I lift my glass to take a sip, to keep my body busy, but my glass is empty and so I am, somehow, left watching him. Staring really.

Those hands, they touched me.

Those lips, they kissed me.

And his grin, the ease of it, the…charm of it makes my whole body clench like it wishes it could hold onto him.

Charming men are not my style. They don’t like women like me, rough and blunt. We don’t fit.

Though we did fit pretty well tonight.

“I’m sorry to interrupt, I was just…well, I was looking for a drink.” He gestures aimlessly at the bottle on the counter between us. “I thought the bar might still be open.”

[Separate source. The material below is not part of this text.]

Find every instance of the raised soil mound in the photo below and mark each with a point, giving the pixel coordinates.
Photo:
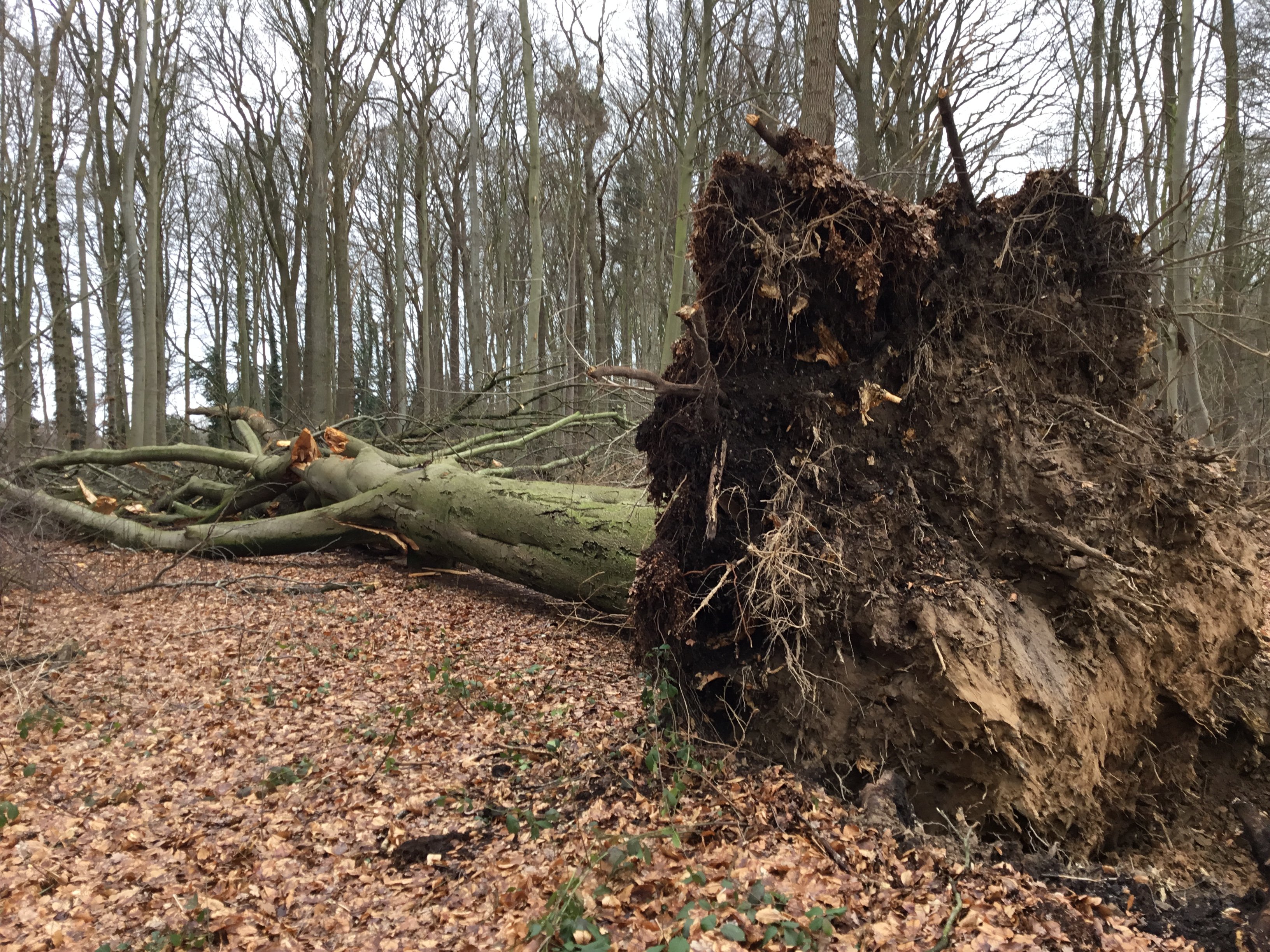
(1016, 584)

“Bar closes at midnight,” Megan says. A time we’d argued over at some length.

“I didn’t realize it is so late.”

I don’t even know what time it is and the sight of 12:30 on my watch makes me start. I need to go home and get some sleep if I’m going to be back in time for the breakfast service. I’ve been up since before dawn for what seems like years. And dawn comes earlier every day.

But somehow…I don’t leave.

“You’re celebrating a successful night,” he says, his hands in his pockets. His hair flopped over his forehead.

So flirty that hair. It’s like he’s teasing me with it.

“We are,” Megan says and I expect her to say something polite but firm, sending Mr. Quadir, with the hands and the mouth and the knowledge of my clit and just how it likes to be touched, on his way.

But instead, to my shock, Megan says; “Join us.”